Today the Senate voted 68-32 to end debate on the gang of eight immigration bill, and it’s headed this afternoon for final passage by a sizable margin. The margin of victory — in what will be widely trumpeted by Dems as a historic vote — means the spotlight will suddenly swing rather dramatically on to the House.

One thing worth watching: What will Paul Ryan do?

Today Speaker John Boehner actually drew a sharper line than before in ruling out any vote on an immigration bill that lacks the support of a majority of House Republicans. He said such a bill would not get a vote even if it emerged from Senate-House conference negotiations. Boehner appears to be continually caving to conservative demands to rule out letting anything that might pass with Dem support to even get to the House floor.

In this context one key question is whether Ryan — who supports immigration reform — will stand up to conservatives in his own party who want to push the bill so far to the right that it ends up being unacceptable to Dems, and who are insisting that nothing that looks even remotely like the Senate bill must ever get a House vote.

Ryan has a lot at stake here. He is expected to run for president in 2016. But if House Republicans take the blame for sinking immigration reform’s hopes, the death of reform could be a larger general election albatross for him (the GOP primary is another matter) than other 2016 presidential hopefuls, given his leadership role in the body that killed reform.

On immigration, Ryan stands as an interesting contrast to Marco Rubio, another pro-reform Republican with 2016 ambitions. After playing it cute for months by continually hinting that he’d bail on reform if it wasn’t made conservative enough, Rubio finally did stand up to conservatives by effectively casting his lot with reform that Dems could support, taking a ton of criticism from the right in the process.

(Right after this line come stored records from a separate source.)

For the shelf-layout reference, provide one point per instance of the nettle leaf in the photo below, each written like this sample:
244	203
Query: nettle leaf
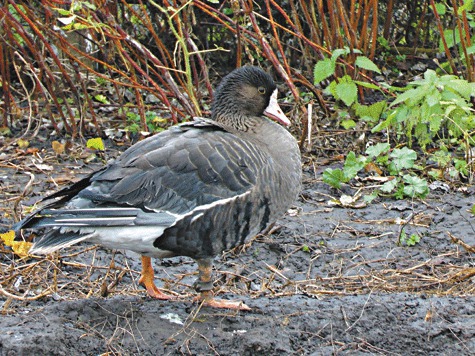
440	8
464	88
334	177
405	96
366	63
378	149
322	70
415	186
339	52
373	110
348	124
95	143
368	85
433	98
346	91
403	158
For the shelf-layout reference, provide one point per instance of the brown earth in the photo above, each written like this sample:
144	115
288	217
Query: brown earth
330	280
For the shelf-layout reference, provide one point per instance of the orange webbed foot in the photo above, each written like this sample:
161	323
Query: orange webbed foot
147	280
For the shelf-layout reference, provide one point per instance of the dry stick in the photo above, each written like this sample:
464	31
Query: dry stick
40	34
463	42
460	242
444	42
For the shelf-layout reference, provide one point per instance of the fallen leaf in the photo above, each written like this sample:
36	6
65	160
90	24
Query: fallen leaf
95	144
23	143
20	248
58	147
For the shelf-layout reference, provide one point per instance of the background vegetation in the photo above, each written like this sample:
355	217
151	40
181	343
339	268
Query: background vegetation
80	68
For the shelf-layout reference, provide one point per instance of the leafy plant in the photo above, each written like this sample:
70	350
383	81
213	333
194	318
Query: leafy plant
154	122
432	107
344	88
398	163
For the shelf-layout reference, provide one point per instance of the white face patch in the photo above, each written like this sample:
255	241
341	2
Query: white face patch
274	111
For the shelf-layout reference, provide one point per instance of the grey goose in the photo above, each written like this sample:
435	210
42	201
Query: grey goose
196	189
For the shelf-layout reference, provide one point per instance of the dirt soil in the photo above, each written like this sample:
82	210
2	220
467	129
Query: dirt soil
327	280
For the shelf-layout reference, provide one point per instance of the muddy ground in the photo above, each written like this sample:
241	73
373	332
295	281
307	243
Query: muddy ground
328	280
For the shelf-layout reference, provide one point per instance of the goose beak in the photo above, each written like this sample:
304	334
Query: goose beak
274	112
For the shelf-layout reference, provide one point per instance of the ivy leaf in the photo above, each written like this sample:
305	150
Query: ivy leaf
366	63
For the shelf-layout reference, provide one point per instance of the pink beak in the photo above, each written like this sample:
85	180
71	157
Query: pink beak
274	111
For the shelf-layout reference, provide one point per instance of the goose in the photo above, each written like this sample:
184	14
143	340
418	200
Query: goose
197	189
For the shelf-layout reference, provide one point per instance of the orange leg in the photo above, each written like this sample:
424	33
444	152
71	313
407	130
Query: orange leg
204	286
147	278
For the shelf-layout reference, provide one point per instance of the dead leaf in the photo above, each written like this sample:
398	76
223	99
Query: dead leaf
23	143
20	248
58	147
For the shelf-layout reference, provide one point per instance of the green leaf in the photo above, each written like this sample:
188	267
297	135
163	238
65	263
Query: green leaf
403	158
366	63
378	149
373	110
95	143
370	197
367	85
322	70
348	124
389	186
440	8
413	239
339	52
415	93
101	98
415	186
347	92
353	165
452	38
334	177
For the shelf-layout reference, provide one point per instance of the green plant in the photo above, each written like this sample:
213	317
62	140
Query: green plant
398	163
410	240
154	122
344	88
433	107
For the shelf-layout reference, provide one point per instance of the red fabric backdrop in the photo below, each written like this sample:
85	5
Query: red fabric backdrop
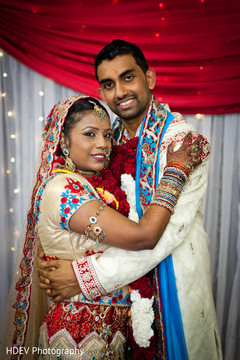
194	45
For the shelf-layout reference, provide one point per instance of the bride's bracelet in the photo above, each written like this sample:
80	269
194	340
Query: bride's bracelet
171	184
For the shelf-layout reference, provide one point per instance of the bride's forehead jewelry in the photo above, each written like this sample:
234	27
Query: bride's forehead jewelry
98	110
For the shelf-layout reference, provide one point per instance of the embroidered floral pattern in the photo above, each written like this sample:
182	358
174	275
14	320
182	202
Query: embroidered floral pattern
38	198
71	199
99	331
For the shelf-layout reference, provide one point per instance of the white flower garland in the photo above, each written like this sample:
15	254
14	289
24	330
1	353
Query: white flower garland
142	314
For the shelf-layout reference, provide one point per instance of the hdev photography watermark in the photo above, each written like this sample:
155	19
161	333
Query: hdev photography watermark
22	350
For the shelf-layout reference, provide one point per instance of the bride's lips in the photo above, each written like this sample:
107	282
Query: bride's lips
126	104
99	157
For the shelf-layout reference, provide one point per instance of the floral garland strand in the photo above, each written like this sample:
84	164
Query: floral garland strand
142	341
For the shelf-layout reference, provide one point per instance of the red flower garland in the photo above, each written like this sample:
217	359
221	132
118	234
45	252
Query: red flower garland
107	181
123	161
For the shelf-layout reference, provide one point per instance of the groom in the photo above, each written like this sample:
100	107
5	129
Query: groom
183	294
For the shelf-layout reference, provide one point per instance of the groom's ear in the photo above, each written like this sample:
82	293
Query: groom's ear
100	92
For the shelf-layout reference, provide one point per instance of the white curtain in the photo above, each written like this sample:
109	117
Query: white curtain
26	99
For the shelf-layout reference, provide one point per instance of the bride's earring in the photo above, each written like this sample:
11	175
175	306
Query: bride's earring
106	164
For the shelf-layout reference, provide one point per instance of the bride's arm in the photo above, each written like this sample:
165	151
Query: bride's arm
105	225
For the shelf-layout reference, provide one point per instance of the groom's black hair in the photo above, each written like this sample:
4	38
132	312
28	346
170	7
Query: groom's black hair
121	47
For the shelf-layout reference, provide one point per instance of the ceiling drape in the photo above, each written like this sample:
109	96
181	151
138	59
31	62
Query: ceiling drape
194	45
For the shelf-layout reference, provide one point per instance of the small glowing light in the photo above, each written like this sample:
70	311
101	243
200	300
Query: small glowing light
199	116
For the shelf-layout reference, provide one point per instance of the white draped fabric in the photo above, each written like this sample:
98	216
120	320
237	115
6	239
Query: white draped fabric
26	99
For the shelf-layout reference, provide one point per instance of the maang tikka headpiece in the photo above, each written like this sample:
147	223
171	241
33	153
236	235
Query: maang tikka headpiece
98	110
69	165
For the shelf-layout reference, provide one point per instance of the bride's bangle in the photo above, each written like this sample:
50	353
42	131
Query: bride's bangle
170	186
94	230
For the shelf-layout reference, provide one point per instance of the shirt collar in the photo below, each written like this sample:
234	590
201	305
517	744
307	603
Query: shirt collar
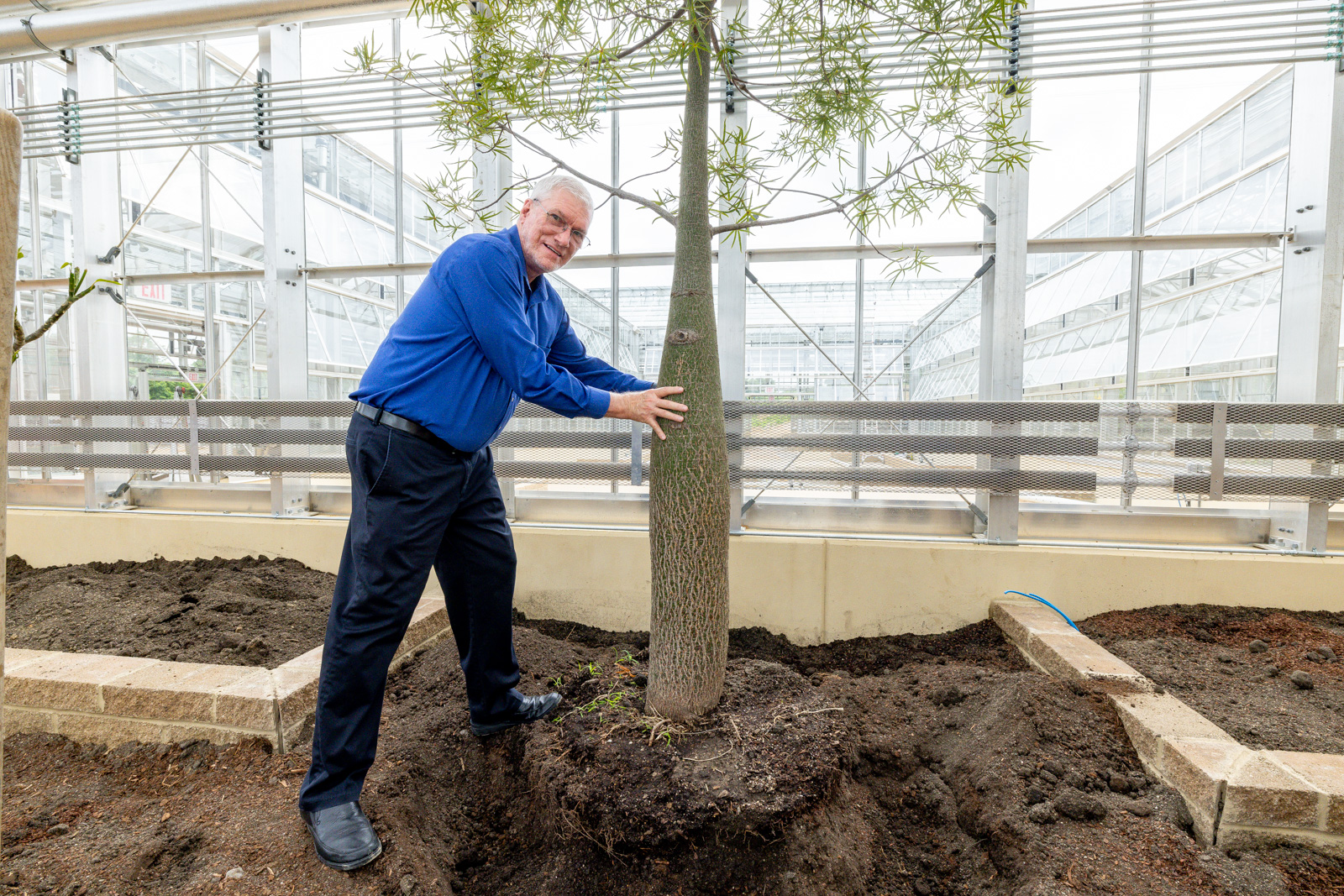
535	291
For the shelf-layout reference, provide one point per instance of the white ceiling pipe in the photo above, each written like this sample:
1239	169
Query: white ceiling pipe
44	33
27	7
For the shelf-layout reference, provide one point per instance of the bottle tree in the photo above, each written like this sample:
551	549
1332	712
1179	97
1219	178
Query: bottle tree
925	82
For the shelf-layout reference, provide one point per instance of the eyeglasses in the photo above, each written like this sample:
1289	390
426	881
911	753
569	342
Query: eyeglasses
559	224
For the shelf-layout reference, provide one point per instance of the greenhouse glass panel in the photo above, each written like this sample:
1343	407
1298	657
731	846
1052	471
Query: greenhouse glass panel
1269	116
354	176
1122	208
1155	190
1182	179
1221	149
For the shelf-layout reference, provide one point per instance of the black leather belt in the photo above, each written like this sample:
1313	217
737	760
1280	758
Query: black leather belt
396	422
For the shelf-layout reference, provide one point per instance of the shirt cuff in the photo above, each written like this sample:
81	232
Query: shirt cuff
598	402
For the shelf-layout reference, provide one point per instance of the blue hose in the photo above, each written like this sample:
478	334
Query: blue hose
1037	597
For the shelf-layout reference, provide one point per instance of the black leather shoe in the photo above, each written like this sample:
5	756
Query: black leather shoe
343	836
530	710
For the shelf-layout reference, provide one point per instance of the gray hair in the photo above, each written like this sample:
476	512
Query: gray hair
573	186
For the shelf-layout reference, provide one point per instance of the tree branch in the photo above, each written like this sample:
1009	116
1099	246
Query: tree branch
615	191
652	36
837	206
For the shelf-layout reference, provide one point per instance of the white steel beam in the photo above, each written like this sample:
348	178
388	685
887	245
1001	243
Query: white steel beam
42	34
754	255
1314	275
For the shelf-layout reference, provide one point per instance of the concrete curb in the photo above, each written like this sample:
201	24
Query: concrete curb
1236	797
113	700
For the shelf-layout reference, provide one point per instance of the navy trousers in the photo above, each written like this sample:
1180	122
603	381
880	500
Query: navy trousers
414	506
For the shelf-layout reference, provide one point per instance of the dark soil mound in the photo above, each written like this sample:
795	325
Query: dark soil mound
937	778
253	611
979	644
1209	658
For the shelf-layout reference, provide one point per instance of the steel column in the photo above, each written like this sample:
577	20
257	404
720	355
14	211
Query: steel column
984	371
1314	275
207	250
1136	261
732	280
400	176
286	249
615	307
98	324
1003	327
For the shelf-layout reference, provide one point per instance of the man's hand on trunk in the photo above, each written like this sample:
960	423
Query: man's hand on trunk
648	406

Rubio seems to be betting that being on the side of constructive problem solving on immigration — even if it means taking heat from conservatives — is the best place to be heading into 2016. Will Ryan — who could also exercise leadership on the issue, given the tremendous credibility with conservatives he enjoys as architect of the party’s dominant fiscal vision — do the same?

Ryan is trying to play both sides right now, too. Today in an interview with Sean Hannity he pushed back on conservative notions that a path to citizenship is “amnesty,” arguing it’s actually an effort to get undocumented immigrants “right with the law.” But he also reiterated opposition to bringing up the Senate bill and insisted the final product must have “real triggers on the border.”

If by “real triggers” Ryan means something like what was in the Cornyn amendment, that is a nonstarter for Dems, since those are all about nixing citizenship. So at some point, Ryan is going to have to take a stand on behalf of a real path to citizenship without the hard triggers that are certain to sink reform’s hopes, and accept the need for Republicans to find a way to embrace something that looks like the Senate bill. Or he’ll be a leading member of the crew that will take all the blame for sinking a historic opportunity — after it passed the Senate by a wide margin — to finally achieve a path to citizenship for millions and dramatically increased border security. How would that work out for anyone who is eying the 2016 general election electorate?